Finally, consider how drawdown stacks up for the S&P 500 through time. At the moment, the market’s at a record high (as of Jan. 15) and so current drawdown is 0%. In fact, drawdowns tend to cluster near 0%, which reflects the market’s tendency to rise and recover after corrections/bear markets. As such, drawdown’s distribution is heavily skewed and so it’s dramatically abnormal from the perspective of a normal distribution context. Relatively deep drawdowns occur, of course, but they’re unusual. Accordingly, the current 0% drawdown is closer to a typical reading vs., say a 20% peak-to-trough decline.

The main takeaway: risk appears relatively modest if not low, but deciding if that equates as typical, or atypical, is challenging since there’s a lot of subjectivity involved.
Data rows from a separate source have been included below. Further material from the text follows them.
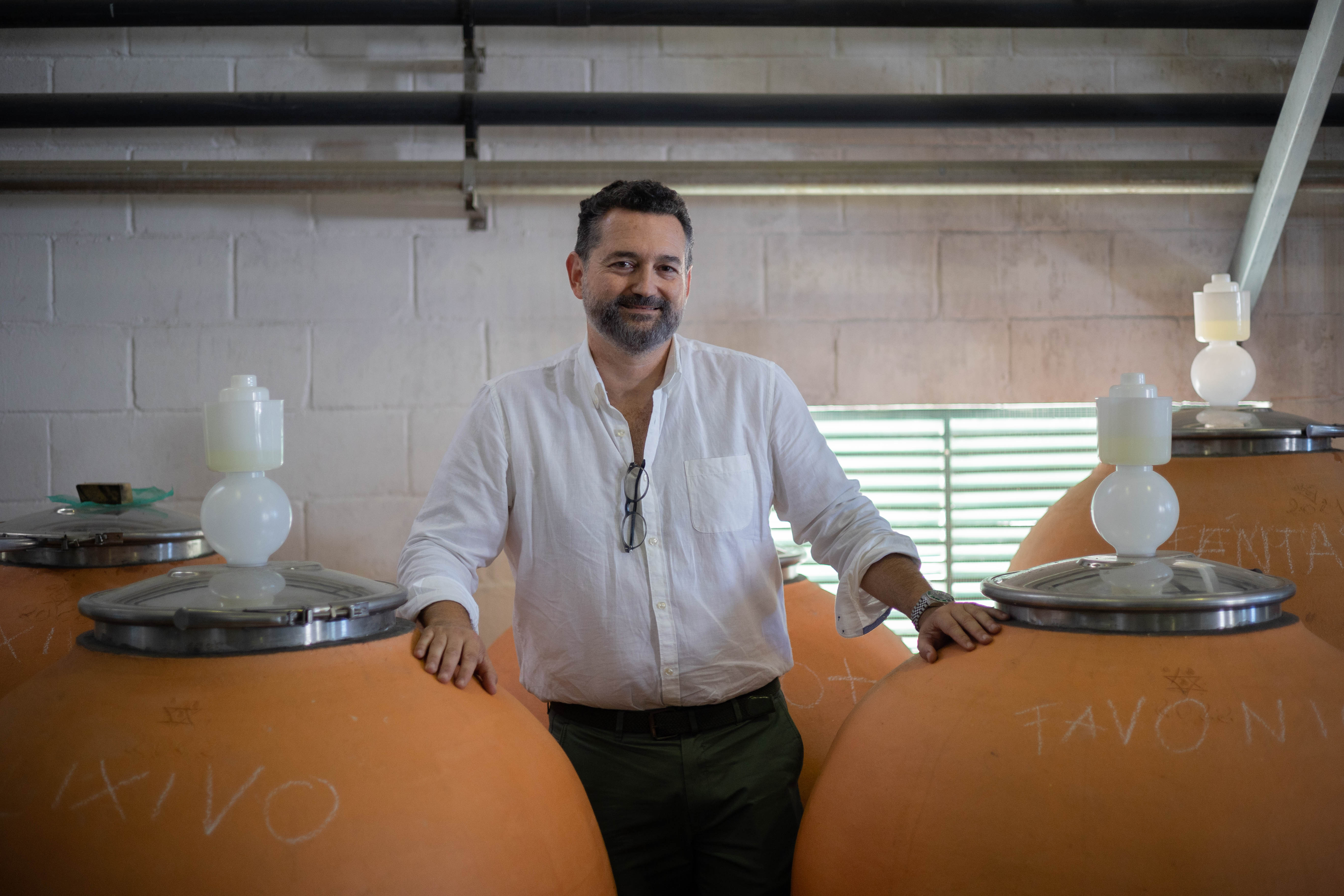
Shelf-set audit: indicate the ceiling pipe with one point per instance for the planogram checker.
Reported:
(690, 178)
(851, 14)
(644, 109)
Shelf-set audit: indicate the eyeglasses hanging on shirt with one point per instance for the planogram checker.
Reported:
(632, 526)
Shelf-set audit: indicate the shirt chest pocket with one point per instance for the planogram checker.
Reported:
(722, 492)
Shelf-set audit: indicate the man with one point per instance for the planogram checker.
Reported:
(630, 481)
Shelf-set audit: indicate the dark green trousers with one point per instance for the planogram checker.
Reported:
(709, 813)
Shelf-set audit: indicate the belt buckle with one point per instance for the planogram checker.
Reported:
(654, 726)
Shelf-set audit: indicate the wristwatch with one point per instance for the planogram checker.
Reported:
(926, 601)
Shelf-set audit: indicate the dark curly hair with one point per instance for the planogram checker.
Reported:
(647, 197)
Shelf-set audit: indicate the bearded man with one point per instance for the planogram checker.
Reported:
(630, 480)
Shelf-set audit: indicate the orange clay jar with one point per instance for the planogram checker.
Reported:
(224, 757)
(38, 617)
(1281, 514)
(1175, 758)
(828, 679)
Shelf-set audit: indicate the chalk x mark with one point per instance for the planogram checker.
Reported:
(210, 796)
(64, 785)
(163, 796)
(1319, 721)
(7, 641)
(111, 790)
(849, 676)
(315, 831)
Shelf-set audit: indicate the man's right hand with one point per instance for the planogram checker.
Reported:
(452, 649)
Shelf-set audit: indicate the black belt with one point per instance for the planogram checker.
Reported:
(675, 721)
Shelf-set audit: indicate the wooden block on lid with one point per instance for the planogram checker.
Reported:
(105, 492)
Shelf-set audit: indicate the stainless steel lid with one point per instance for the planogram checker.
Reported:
(104, 536)
(230, 610)
(1225, 432)
(791, 555)
(1175, 593)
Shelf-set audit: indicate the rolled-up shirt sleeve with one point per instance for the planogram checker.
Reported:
(464, 520)
(823, 507)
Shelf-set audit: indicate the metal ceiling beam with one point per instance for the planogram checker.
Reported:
(854, 14)
(691, 178)
(1302, 117)
(646, 111)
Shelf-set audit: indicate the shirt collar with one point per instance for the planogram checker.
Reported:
(593, 381)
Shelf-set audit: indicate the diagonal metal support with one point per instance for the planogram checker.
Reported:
(1304, 107)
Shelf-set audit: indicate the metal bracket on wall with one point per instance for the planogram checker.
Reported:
(474, 66)
(1300, 119)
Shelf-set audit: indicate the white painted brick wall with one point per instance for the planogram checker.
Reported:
(378, 318)
(25, 279)
(177, 366)
(140, 280)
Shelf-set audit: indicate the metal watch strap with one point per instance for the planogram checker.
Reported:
(928, 600)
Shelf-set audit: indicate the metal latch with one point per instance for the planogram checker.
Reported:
(306, 616)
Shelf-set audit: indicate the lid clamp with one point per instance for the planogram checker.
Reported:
(186, 618)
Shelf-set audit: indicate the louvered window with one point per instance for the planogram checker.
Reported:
(966, 481)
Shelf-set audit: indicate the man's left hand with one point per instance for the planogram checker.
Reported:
(966, 624)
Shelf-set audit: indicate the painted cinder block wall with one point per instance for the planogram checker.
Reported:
(378, 318)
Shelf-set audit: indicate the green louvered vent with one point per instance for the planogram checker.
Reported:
(966, 481)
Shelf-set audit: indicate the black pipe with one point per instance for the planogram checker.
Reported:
(853, 14)
(646, 109)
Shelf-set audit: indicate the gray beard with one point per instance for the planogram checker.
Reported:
(636, 340)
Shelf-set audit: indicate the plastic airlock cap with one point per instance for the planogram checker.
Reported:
(1225, 373)
(247, 516)
(1222, 312)
(245, 429)
(1135, 508)
(1134, 424)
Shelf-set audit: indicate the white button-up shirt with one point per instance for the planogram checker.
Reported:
(695, 616)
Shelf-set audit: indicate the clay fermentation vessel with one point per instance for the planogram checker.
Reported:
(1062, 761)
(828, 679)
(1283, 514)
(333, 770)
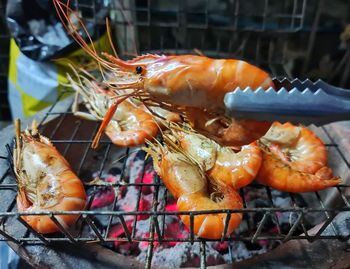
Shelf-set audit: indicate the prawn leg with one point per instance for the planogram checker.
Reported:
(80, 114)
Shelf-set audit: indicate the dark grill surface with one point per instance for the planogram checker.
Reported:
(262, 32)
(72, 138)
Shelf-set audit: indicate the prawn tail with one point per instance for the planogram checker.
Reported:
(106, 120)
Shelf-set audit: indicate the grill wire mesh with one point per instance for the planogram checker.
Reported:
(264, 30)
(79, 138)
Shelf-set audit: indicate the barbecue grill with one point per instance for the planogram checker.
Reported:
(138, 219)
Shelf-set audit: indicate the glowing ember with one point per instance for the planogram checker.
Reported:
(139, 196)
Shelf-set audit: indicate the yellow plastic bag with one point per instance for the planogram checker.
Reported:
(33, 85)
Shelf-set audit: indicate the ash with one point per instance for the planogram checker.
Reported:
(130, 198)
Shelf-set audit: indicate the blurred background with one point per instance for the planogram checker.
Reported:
(290, 38)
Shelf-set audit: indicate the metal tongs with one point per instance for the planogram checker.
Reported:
(296, 101)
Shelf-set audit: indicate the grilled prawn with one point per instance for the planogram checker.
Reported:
(193, 190)
(130, 125)
(45, 182)
(185, 81)
(294, 160)
(222, 164)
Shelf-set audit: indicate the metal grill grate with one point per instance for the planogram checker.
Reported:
(73, 136)
(261, 36)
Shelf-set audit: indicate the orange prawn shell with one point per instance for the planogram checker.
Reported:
(241, 170)
(304, 170)
(70, 193)
(211, 225)
(199, 81)
(144, 126)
All the more so when you consider that market risk cycles through time and so it’s reasonable to think of “low risk” as a precursor to “high risk” in the near future. Further complicating the risk-analysis task: there are many other metrics to consider, along with different rolling periods. Meanwhile, every investor thinks of risk in a different way that’s unique to her tolerance for financial pain, investment horizon, objectives, etc.

Risk analysis is critical, but ultimately it’s a mix of art and science and so one investor’s idea of a “low” risk reading may look like an accident waiting to happen to another set of eyes.